In America, where this kind of (what I believe to really be just a naïve 21-year old’s) trash talk, this term is widely accepted, or more accepted at this present time due to the racial tension, and the tinderbox of emotion that is still prevalent in the USA. However, is it really that offensive in the UK? Some will say that yes, it is. Some will believe that it’s equally as bad as flipping the situation. It isn’t, when you really study and learn, and comprehend the connotations of racial bias and language, and the effects that it has.

As a white person, do I really care about being called a ‘white boy’?

No. I couldn’t care less.

This is a comment that is neither here nor there to me and guaranteed to be thought of in a similar vein by many of my friends. Clearly, if the word ‘boy’ had been the word ‘c*nt’, or ‘bitch’ if directed towards a female, then this would cause offence, but still not really as a racial slur, and there is an exceptionally good reason.

I am white, already established, and never been abused or judged on the colour of my skin. My skin colours’ history has not been abused, raped, invaded, or used to insult me. My country has never been decimated and had the indigenous population enslaved, traded, then looked down on for hundreds of years. I have never been called any of the horrendous and prehistoric terms that have always used against people of ‘colour’, and not just black people. Globally, white people do not have any names that would incite the passion and rage that I have heard called, directly or indirectly, to other nations and continents. This is still obvious now, let alone the effects of hundreds of years of invasion by white countries, and obviously white people, and people treated as less than second-class citizens, some not as citizens at all. Even in this century, embarrassingly and shamefully in my own lifetime, the comments and insults of racial prejudice have not subsided. In America, schools in predominantly black communities have teams competing with schools of more diverse backgrounds, and of predominantly white students. Would it be acceptable and understandable that the teams from the black communities, generally less affluent areas and poorer areas, due to reasons beyond their control, would have a deeper desire to beat the ‘white boys/girls’, than the school two miles away and with the same population base? Of course, and with good reason. A still imbedded feeling that the white teams believe that they are superior, which is based on historical fact and heritage being lost.
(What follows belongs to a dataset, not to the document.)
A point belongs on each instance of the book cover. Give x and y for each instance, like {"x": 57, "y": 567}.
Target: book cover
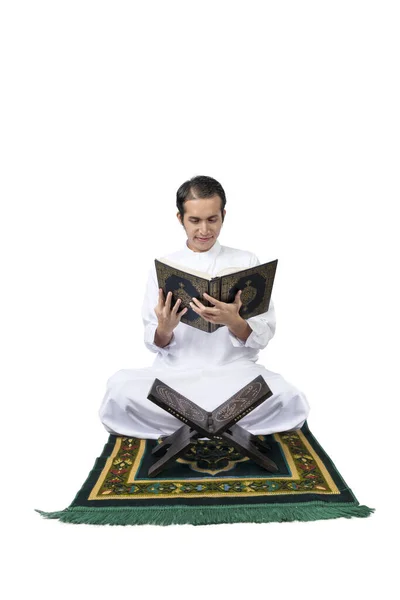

In a similar way to my previous article on white privilege, I haven’t had to feel this. Not once. Mild banter with my Asian brother-from-next-door when I was a child. Being told that I have an ‘ice cream tub face’ still makes me smile to this very day, to literally as I type. I have the privilege to be able to take the piss out of myself, and comfortable that this ‘white boy’ really cannot dance and is bloody awful at basketball. Does this make me a stereotype? Yes, 100%. Does this make other white people cringe with embarrassment? Doubtful. And why not?

It’s not in white history.

Never stop learning. Be relentless. Knowledge is power.